I subscribe to Apple Music. One of the pleasures of having unlimited music available to stream is that I discover new songs, bands and albums via their Best of the Week playlist, which updates every Friday, I believe. One of the bands I discovered is a New Jersey-based rock group called Gates, who released a new album called Parallel Lives in June. I haven't focused as much as that, their sophomore album, as I have on their first LP, called Bloom & Breathe, which came out in 2015.
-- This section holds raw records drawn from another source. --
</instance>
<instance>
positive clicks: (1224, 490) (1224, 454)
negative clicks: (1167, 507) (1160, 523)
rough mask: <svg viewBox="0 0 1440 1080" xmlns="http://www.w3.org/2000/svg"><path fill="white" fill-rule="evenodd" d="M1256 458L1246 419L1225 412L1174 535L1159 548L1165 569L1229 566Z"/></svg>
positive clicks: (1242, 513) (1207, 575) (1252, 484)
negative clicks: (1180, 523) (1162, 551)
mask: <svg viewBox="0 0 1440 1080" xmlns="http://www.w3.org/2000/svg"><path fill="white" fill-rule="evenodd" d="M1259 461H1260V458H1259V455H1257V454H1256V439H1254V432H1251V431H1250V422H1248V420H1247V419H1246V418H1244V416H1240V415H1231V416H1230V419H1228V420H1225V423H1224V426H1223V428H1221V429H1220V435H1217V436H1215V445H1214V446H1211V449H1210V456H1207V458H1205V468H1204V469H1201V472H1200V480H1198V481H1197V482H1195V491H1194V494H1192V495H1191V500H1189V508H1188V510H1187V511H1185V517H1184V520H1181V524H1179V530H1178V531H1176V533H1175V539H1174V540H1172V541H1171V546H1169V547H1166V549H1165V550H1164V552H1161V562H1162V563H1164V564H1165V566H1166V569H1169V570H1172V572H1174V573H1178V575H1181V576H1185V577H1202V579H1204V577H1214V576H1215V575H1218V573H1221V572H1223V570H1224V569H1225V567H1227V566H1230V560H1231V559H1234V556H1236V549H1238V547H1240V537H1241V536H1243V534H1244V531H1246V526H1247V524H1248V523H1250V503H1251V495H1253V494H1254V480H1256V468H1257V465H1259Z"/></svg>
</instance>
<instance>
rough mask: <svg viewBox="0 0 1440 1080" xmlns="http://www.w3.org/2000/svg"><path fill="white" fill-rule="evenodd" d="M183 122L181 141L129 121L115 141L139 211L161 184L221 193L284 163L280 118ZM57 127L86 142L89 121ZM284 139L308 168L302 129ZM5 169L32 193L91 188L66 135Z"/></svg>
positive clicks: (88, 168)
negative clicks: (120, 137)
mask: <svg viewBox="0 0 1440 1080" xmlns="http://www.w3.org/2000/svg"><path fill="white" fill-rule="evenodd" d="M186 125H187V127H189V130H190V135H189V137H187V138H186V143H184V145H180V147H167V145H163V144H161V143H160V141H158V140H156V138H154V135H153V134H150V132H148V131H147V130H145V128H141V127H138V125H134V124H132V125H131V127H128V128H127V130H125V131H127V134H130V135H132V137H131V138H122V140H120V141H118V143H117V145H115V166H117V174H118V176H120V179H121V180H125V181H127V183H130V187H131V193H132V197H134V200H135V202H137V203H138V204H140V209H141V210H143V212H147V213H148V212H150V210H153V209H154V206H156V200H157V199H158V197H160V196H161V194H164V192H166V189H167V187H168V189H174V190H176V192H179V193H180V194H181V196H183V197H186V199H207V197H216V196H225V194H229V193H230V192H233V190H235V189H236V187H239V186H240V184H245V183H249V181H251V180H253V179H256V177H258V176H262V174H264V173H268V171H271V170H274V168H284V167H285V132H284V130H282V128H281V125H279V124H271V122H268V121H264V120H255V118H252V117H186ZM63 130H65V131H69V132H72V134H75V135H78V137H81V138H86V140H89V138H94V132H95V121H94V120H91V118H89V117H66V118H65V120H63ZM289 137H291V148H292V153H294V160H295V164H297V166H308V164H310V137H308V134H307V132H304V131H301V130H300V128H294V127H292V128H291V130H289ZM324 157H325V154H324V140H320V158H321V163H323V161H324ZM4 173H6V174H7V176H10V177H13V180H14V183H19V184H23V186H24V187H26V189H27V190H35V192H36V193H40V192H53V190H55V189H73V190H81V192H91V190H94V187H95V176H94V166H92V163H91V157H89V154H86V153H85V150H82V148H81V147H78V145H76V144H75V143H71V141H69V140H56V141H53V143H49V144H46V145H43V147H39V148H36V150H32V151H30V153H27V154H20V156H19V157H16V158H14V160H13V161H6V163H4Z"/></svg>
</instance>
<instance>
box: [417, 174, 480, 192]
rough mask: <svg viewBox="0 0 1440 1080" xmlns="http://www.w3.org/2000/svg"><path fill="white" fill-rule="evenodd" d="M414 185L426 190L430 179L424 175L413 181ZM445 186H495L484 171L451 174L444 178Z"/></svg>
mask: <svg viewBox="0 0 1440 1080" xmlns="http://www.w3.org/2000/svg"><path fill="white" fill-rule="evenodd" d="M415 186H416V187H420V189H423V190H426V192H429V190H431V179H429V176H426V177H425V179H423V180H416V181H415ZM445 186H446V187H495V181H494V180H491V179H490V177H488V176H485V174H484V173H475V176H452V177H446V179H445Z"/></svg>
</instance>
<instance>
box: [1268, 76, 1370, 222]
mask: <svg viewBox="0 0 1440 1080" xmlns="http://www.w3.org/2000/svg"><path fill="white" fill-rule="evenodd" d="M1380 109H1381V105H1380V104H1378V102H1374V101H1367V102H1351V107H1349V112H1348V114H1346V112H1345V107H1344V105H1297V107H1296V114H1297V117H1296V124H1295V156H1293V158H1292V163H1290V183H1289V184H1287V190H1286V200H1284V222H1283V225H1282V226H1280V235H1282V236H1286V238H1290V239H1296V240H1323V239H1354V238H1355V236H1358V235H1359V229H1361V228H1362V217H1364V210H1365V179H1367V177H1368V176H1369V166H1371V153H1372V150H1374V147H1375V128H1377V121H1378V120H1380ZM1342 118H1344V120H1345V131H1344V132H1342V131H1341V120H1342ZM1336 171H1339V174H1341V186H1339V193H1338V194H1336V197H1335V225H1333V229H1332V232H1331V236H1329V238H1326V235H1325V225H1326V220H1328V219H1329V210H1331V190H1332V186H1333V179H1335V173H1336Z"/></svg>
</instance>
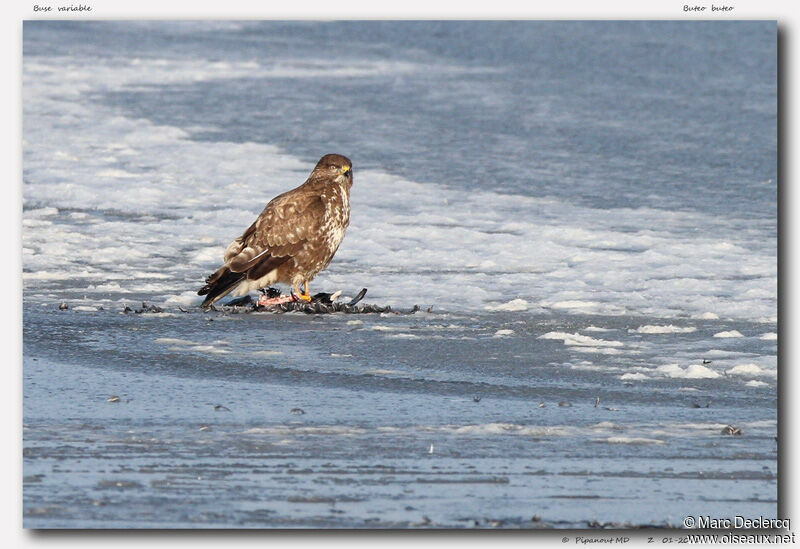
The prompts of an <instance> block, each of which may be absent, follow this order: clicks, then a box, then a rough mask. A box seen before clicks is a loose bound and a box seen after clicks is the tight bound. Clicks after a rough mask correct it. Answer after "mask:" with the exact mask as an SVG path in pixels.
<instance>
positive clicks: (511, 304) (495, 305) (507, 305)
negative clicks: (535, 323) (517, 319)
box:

I described this album to a friend as a "throwback" to the early-to-mid-2000s of emo rock, although you would never confuse this band for New Found Glory or even the Used. Gates, in fact, reminds me more of one of my favorite bands, the now-defunct Anberlin, who completed their farewell tour in late 2015 (the timing is almost as if Anberlin was reborn as Gates). The main difference between them is their singers; they both have an affinity for soaring vocals that sacrifice intelligibility for emotion and expressiveness. Anberlin's Stephen Christian has an inimitable cadence that puts it a notch above Gates' singer, whose name is not easily discoverable via the Internet. Nevertheless, Gates is able to convey that ineffable center of pure, roiling emotion that lies in every one of us, regardless of age.

Bloom and Breathe is an album that I tend to listen to when I work. This is due to its post-rock origins; its instrumentation would not be out of place on a record by Explosions in the Sky. I'm not positive about the lyrics, as I have not read into them terribly closely, but they're besides the point: if you want aural catharsis on the double, Gates is a good place to start.